The best font size for a cover letter is 12 points. This is a standard font size for most business documents — not too big, not too small for different screen sizes. You can also opt for 10 or 11 points cover letter font size if you need to fit more information into one page, but this can affect the readability of your letter.
Best Fonts for a Professional Cover Letter: Overview
But because Times New Roman is a serif font, it might be hard to read for people with dyslexia or other types of reading disorders. So if you want to be extra mindful, you can look for another professional cover letter font.
Just make sure it is:
- Serif or sans serif (avoid calligraphic typefaces)
- Readable (i.e. don’t have too many fancy elements)
- Widely supported by word processing apps
- Not Comic Sans (which is universally deemed unprofessional)
To help you narrow down your choice, here are several more best fonts for a professional cover letter we recommend using.
Arial font has been around since the 1980s. You are probably well-familiar with it if you are a Windows user. Arial has been the default font for this operating system since the 1990s. It’s a web-friendly sans serif typeface. However, many graphic designers suggest avoiding Arial in print as it ends up looking somewhat plain, especially in bigger sizes.
But since most of us dispatch email cover letters these days, it shouldn’t be much of a concern.
Helvetica is a Swiss-born typeface as its name indicates (Helvetia is the Latin word for Switzerland). Originally created by a freelance designer for a Haus foundry, it became hugely popular thanks to Apple. While Microsoft chose Arial as the main font for its OS, Apple picked Helvetica for the same purpose.
Helvetica is also a sans serif font and it’s very readable. That’s because it has even kerning in any variation — bold, italic, or skinny — which gives the reader a sense of clean spacing.
Calibri is a digital-native sans serif post. It was created specifically for online documents in the early 2000s — and presented to the general public with Microsoft Office 2007 and Windows Vista releases. Up till today, it remains the default font in MS Office.
It has a pleasant rounded feel to it, paired with a tight layout. Thanks to it, you can flexibly change text size without losing resolution. So if you need to fit a longer cover letter into one page, try using Calibri in size 11.
Don’t let this name trick you — the Georgia typeface was designed in the US in the 1990s for Microsoft corporation (again). But it was introduced only in 2006 as one of the standard fonts.
Georgia was originally envisioned as an alternative serif font to Times New Roman, which would look better on smaller screen sizes. Times New Roman becomes hard to read in small sizes.
Overall, Georgia is a great cover letter font option for those who want to add some extra “personality” to your cover letter, while still maintaining professionalism.
Garamond is another fine example of a time-tested font.
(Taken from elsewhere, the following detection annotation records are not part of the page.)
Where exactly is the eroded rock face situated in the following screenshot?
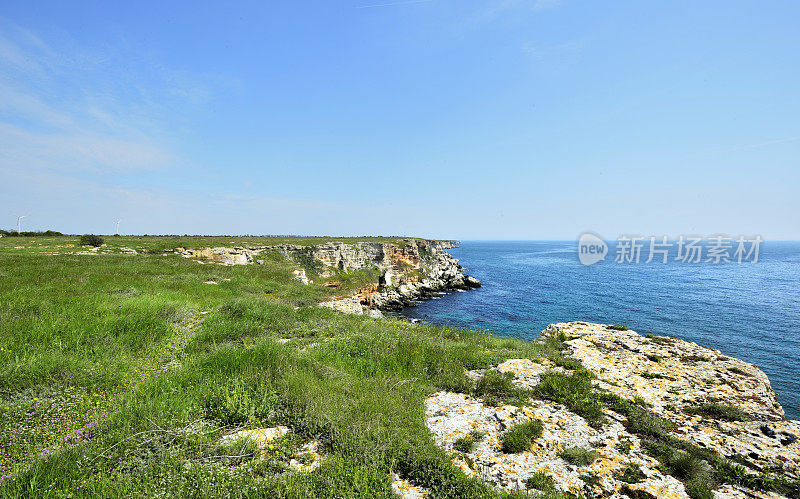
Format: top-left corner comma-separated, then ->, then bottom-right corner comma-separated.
542,322 -> 800,478
176,239 -> 481,315
425,323 -> 800,498
290,239 -> 481,313
180,246 -> 258,265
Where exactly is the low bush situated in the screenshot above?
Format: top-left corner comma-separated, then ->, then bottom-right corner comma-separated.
534,372 -> 605,428
453,431 -> 483,453
525,471 -> 556,491
614,463 -> 647,483
475,369 -> 530,405
558,447 -> 600,466
683,403 -> 749,421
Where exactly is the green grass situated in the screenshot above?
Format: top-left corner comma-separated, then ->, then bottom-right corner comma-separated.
500,419 -> 544,454
453,430 -> 483,453
534,372 -> 606,427
614,463 -> 647,483
0,236 -> 800,497
0,242 -> 549,497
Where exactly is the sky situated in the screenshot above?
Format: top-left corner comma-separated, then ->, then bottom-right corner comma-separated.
0,0 -> 800,240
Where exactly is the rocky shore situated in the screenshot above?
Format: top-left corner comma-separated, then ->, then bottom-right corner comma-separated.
422,322 -> 800,498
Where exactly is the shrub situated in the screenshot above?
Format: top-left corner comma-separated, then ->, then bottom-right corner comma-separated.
475,369 -> 531,405
80,234 -> 105,248
578,475 -> 600,487
475,369 -> 515,397
535,372 -> 605,428
683,403 -> 748,421
203,381 -> 277,426
558,447 -> 600,466
617,440 -> 633,454
453,431 -> 483,453
500,419 -> 543,454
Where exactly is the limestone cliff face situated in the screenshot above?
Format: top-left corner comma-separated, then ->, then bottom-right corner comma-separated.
178,239 -> 481,313
300,239 -> 480,313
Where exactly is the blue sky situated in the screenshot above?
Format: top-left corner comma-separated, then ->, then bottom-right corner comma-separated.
0,0 -> 800,239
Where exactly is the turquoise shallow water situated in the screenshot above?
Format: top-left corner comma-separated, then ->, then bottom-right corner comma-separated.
403,241 -> 800,419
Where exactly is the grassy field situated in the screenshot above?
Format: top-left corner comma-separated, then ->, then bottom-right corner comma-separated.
0,237 -> 546,497
0,236 -> 424,254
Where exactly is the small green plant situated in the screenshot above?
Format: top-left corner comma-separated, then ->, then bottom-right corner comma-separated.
619,484 -> 658,499
475,369 -> 530,405
558,447 -> 600,466
535,372 -> 606,428
683,403 -> 749,421
453,430 -> 483,454
616,440 -> 633,454
614,463 -> 647,483
203,381 -> 277,425
80,234 -> 105,248
525,471 -> 556,492
500,419 -> 543,454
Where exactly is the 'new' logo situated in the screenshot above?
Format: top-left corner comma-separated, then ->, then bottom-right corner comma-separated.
578,232 -> 608,265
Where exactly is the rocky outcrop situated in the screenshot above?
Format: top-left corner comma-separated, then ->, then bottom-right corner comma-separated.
177,246 -> 258,265
182,239 -> 481,315
425,322 -> 800,498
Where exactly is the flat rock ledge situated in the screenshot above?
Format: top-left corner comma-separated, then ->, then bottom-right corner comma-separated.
418,322 -> 800,498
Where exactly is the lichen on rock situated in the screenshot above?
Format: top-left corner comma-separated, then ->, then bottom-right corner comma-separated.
425,322 -> 800,498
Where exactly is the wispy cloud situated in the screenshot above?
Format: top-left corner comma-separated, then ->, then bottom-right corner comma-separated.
0,20 -> 208,179
356,0 -> 435,9
483,0 -> 563,18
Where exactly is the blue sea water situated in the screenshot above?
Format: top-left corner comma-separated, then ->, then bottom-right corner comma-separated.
403,241 -> 800,419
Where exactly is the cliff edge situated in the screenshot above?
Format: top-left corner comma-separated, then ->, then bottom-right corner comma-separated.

It was modeled after an old-styled Latin typeface, used by a 16th-century engraver Claude Garamond. But don’t let its age deter you, Garamond looks fresher compared to other popular serif fonts like Times New Roman and Georgia. So if you want to give your cover letter a subtle creative flair, go for this option.
Verdana typeface family is another ‘brainchild’ of Microsoft Corporation, released in the late 1990s. It was modeled after humanist sans serif fonts such as the ones still used by the London Underground.
Yet Verdana has a more modern feel to it and touts generous width and spacing between letters. It also has a prominent distinction between frequently confused letters just as lowercase i j l, the uppercase I J L, and the number 1.
Making Cover Letter Font Selection Easier
If you feel that typography isn’t your forte, go with a “safe” choice of Times New Roman. Yes, it’s somewhat overused, but this fact doesn’t make it less professional. Alternatively, opt for popular sans serif fonts such as Ariel, Helvetica, or Verdana. There you go — you now have no more excuses for not working on your cover letter!